Sormakta haklıydım; çünkü yılda 5 milyon doları aşan reklam geliri ile katkı paylarının tek kuruşu kamu kuruluşları bütçesinde görünmüyordu.
TAHAMMÜL ET
Davaya bakan Bakırköy 11. Asliye Hukuk Mahkemesi Hakimi Mustafa Akyıldız, hem ilgili özel ve kamu kuruluşlarından belge istedi, hem de avukatım Eylem Çağrı Afacan eliyle sunduğum belgeleri inceleyip şu kararını verdi:
"Olayın kamu yararını ilgilendiren güncel bir olay olduğu; Su Dünyası Dergisi’ni basan firmaya, DSİ Vakfı tarafından imzalanan sözleşmelerle, Vakfa sadece yıllık 26 bin 600 YTL ödendiği, davaya konu yazıda bunun eleştirildiği, reklam gelirlerinin kamu kurumuna değil de özel bir şirkete neden aktarıldığı hususunun sorgulandığı; davacının reklam gelirinden bir çıkar sağladığının ima edilmediği; DSİ’nin düzenlediği temel atma ve açılış törenleri için katılım payı adı altında para toplandığının belirtildiği, bu durumun doğruluğunun İnteks İnşaat. A.Ş tarafından gönderilen cevabi yazıda belirtilmiş olduğu; yazının tamamı değerlendirildiğinde gerçeğe uygun olarak ve eleştiri sınırı içinde yapıldığı; Yargıtay’ın birçok içtihadında tahammül edinme unsuruna yer verildiği, bu şekilde davacının kişilik haklarını zedeleyici bir durumun oluşmadığı anlaşıldığından davanın reddine..."
SADECE DSİ MÜTEAHHİTLERİ
Mahkemenin bu kararı ardından, benim şunları sorma hakkım yeniden doğdu:
Sayın Eroğlu, Su Dünyası Dergisi’nin son sayısına da baktım; artık Danışma Kurulu’nun ilk ismi olduğunuz dergide reklamlar yine sayfa sayfa.

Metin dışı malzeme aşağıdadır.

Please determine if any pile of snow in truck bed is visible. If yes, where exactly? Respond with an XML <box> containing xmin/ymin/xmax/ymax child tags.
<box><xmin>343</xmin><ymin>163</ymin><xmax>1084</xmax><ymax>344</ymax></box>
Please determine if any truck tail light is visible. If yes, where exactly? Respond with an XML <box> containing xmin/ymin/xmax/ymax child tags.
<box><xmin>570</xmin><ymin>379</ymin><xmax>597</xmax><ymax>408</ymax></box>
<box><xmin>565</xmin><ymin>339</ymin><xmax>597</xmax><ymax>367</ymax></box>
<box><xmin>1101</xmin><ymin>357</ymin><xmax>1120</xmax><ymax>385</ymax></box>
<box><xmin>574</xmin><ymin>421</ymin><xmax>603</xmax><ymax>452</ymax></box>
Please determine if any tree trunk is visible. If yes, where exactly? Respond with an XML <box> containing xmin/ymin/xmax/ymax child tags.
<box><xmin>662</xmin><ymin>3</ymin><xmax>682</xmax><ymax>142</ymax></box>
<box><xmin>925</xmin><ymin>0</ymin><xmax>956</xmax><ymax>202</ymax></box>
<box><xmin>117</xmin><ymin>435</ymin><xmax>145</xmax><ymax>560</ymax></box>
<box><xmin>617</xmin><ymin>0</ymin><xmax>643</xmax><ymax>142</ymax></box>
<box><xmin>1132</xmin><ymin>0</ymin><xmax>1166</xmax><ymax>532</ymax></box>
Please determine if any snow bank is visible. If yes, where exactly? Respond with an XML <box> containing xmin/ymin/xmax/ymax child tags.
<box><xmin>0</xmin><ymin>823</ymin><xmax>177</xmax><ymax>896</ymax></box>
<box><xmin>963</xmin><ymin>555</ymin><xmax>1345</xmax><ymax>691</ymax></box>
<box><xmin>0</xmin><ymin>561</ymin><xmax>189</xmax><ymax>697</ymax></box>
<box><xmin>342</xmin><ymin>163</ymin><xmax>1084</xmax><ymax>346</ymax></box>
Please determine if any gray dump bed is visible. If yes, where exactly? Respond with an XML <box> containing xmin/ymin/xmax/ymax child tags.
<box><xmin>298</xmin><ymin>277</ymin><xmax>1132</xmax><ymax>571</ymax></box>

Size de bilgisi sızmış olabilir; sayfası için 2.5 yıl önce, ortalama 20 bin dolar olarak kesilen faturalar, 50 bin dolara yaklaşmış.
Böylesi bir hakkın AFA’ya devri, sadece 26 bin 600 YTL karşılığı sürmekteyse, bu Allah’ın AFA’ya lütfu mu, sizin yönetim anlayışınızın sonucu mu?
Daha önce tanımadığınızı söylediğiniz AFA’ya bu hak nasıl verildi?
Dergiye reklam veren firmalar arasında DSİ ile çalışmayan tek bir müteahhitlik şirketi yok; bu rastlantının nedenini halkımız da öğrenebilir mi?
Duyduğum kadarıyla eski bakanınız Hilmi Güler, konunun üstüne gitmiş; ama Başbakan Tayyip Erdoğan’a yakınlığınız nedeniyle size söz geçirememişti.
Şimdi, bu karar sonrası Başbakan’a yeni bir şey söylemeniz gerekecek mi?